«Wir werden uns wehren»
03.12.2019 BremgartenSwissgrid muss die Starkstromleitung Niederwil–Obfelden auf eine Leistung von 380 Kilovolt hochfahren
«Freileitung oder Verkabelung im Boden» heisst die Kernfrage. Während die Gemeinden und Organisationen eine Versenkung der Starkstromleitung auf ihrer ...

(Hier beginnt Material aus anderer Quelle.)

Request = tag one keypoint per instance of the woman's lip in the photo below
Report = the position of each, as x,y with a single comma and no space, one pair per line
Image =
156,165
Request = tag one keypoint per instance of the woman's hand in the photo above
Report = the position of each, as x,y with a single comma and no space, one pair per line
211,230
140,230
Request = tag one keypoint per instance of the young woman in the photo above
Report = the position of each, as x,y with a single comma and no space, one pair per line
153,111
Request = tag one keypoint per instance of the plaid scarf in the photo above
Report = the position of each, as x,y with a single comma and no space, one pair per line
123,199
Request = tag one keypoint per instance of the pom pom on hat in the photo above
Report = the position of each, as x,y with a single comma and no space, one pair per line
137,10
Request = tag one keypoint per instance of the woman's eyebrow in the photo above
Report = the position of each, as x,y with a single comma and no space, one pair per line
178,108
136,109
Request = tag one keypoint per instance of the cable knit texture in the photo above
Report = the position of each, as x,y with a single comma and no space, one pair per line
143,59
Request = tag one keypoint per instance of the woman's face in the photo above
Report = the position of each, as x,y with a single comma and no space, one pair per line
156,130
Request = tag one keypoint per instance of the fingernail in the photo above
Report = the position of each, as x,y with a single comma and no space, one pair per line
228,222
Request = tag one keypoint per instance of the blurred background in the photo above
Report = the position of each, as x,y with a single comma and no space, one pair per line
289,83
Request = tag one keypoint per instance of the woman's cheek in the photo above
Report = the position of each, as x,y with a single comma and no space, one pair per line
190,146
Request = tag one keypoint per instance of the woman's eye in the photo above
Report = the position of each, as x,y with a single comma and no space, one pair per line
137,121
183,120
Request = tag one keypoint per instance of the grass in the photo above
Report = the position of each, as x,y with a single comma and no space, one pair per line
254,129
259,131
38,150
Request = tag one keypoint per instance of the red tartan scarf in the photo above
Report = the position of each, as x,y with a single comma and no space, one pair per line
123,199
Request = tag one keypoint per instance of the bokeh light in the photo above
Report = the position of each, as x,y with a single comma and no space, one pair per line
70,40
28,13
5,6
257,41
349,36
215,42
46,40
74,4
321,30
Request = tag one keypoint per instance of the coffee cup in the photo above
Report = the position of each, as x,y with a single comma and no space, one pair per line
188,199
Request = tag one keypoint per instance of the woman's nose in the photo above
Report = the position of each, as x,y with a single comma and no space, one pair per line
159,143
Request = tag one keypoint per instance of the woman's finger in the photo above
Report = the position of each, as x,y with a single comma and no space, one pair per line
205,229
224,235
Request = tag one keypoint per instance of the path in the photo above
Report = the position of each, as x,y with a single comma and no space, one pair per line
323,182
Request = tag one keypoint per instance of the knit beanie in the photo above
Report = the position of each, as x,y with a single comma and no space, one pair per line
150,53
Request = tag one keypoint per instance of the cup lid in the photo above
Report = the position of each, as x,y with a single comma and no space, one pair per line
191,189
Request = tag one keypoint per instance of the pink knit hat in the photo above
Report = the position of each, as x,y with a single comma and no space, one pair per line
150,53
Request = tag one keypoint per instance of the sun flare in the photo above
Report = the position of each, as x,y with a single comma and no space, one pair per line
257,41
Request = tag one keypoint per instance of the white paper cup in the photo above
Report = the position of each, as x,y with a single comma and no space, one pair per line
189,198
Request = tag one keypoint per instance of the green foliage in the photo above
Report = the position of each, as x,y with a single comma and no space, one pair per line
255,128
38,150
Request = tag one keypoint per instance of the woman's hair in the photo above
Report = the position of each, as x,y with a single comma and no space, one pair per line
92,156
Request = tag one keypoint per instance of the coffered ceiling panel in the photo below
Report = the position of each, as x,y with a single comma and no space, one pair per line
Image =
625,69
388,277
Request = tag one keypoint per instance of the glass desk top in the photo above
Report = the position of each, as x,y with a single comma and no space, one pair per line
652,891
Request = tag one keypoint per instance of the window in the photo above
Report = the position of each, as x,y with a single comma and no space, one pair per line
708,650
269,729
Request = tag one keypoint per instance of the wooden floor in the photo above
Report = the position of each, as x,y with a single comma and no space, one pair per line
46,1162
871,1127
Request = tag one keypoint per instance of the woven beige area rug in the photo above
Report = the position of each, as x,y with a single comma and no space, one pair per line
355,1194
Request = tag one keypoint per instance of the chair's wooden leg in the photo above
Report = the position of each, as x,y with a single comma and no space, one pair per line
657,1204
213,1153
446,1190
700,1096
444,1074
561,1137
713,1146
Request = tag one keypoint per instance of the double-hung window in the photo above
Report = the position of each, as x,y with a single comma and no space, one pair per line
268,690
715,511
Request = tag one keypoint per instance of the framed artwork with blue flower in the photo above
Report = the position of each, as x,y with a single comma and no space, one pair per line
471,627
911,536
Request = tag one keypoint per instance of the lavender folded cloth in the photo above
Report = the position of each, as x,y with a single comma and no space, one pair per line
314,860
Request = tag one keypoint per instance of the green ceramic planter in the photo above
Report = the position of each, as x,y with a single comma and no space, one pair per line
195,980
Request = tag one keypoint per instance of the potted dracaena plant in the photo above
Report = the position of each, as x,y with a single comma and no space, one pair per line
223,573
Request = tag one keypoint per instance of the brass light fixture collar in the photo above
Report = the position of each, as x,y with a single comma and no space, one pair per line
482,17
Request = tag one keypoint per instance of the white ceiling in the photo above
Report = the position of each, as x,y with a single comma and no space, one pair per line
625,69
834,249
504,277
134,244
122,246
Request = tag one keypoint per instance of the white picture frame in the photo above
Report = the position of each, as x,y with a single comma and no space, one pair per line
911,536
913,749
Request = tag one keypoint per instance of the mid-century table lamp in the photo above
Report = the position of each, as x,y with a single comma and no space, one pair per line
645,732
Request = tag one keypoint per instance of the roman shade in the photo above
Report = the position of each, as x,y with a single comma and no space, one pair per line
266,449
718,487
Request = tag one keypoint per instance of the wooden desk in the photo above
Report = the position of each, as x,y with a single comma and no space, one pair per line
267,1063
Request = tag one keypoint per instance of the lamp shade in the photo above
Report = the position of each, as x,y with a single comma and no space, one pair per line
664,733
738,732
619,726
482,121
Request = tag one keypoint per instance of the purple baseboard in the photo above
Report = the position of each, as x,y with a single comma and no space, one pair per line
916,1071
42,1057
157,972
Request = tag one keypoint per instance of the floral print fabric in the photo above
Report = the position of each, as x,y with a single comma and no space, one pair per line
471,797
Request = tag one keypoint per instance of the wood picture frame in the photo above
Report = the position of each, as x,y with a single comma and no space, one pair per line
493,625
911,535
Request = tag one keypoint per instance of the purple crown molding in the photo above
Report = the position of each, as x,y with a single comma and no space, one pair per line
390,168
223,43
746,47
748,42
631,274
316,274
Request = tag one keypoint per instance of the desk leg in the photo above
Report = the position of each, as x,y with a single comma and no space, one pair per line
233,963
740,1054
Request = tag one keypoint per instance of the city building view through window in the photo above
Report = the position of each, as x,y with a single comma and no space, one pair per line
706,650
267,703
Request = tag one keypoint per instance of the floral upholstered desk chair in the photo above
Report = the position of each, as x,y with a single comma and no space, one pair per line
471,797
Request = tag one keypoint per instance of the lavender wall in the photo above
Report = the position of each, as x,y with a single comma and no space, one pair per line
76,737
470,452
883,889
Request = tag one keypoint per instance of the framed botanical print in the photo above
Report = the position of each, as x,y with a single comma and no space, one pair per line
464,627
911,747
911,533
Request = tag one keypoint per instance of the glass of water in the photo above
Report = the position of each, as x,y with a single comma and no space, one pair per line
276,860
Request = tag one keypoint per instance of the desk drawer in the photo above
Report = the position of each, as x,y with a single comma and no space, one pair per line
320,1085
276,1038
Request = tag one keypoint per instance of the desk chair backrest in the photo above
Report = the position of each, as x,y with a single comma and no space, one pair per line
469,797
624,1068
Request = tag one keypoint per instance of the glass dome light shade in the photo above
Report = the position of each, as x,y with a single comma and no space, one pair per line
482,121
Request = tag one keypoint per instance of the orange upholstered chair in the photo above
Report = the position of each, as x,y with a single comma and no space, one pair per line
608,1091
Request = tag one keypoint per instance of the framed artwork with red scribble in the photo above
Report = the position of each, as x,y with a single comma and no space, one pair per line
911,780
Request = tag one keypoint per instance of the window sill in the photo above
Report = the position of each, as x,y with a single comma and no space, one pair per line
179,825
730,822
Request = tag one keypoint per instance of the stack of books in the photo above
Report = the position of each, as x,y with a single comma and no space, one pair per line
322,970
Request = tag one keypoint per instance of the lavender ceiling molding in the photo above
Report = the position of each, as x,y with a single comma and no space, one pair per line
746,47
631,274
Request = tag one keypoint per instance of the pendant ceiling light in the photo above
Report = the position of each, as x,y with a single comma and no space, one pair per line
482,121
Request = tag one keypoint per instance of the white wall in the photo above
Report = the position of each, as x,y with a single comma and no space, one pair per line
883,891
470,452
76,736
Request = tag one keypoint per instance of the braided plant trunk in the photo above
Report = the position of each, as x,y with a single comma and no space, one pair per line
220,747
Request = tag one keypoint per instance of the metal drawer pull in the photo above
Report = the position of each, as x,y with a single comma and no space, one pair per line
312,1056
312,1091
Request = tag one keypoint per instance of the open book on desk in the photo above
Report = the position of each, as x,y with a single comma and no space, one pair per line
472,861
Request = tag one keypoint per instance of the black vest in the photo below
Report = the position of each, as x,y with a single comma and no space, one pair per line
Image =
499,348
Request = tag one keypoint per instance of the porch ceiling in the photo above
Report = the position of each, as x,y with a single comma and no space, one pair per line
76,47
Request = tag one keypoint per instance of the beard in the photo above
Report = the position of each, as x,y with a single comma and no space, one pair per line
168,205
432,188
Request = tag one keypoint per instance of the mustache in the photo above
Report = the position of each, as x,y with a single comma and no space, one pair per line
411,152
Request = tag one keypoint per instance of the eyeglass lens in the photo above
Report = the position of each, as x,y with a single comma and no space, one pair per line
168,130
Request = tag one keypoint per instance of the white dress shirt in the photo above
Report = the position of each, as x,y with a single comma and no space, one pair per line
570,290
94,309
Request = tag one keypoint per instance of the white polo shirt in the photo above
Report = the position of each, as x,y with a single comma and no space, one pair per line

Swissgrid muss die Starkstromleitung Niederwil–Obfelden auf eine Leistung von 380 Kilovolt hochfahren
«Freileitung oder Verkabelung im Boden» heisst die Kernfrage. Während die Gemeinden und Organisationen eine Versenkung der Starkstromleitung auf ihrer ganzen Länge verlangen, zieht das Bundesamt für Energie aus Kostengründen weitgehend eine Freileitung vor. An der Infoveranstaltung fielen harte Worte.
Hans Rechsteiner
Die Leitung Niederwil–Obfelden ist Teil des Hochspannungs-Leitungsbauvorhabens Beznau–Mettlen. Sie ist für die Stromversorgung im Raum Aargau, Zürich, Innerschweiz von grosser Bedeutung und soll von einer 220-kV-Leistung auf 380 kV hochgefahren werden, was einen Neubau verlangt. Seit Jahren kämpfen die betroffenen Gemeinden und ringen unter anderen Natur- und Umweltorganisationen, die Jagd, Waldbesitzer, Landwirte um die beste Lösung. Geplant wird seit gefühlten 18 Jahren.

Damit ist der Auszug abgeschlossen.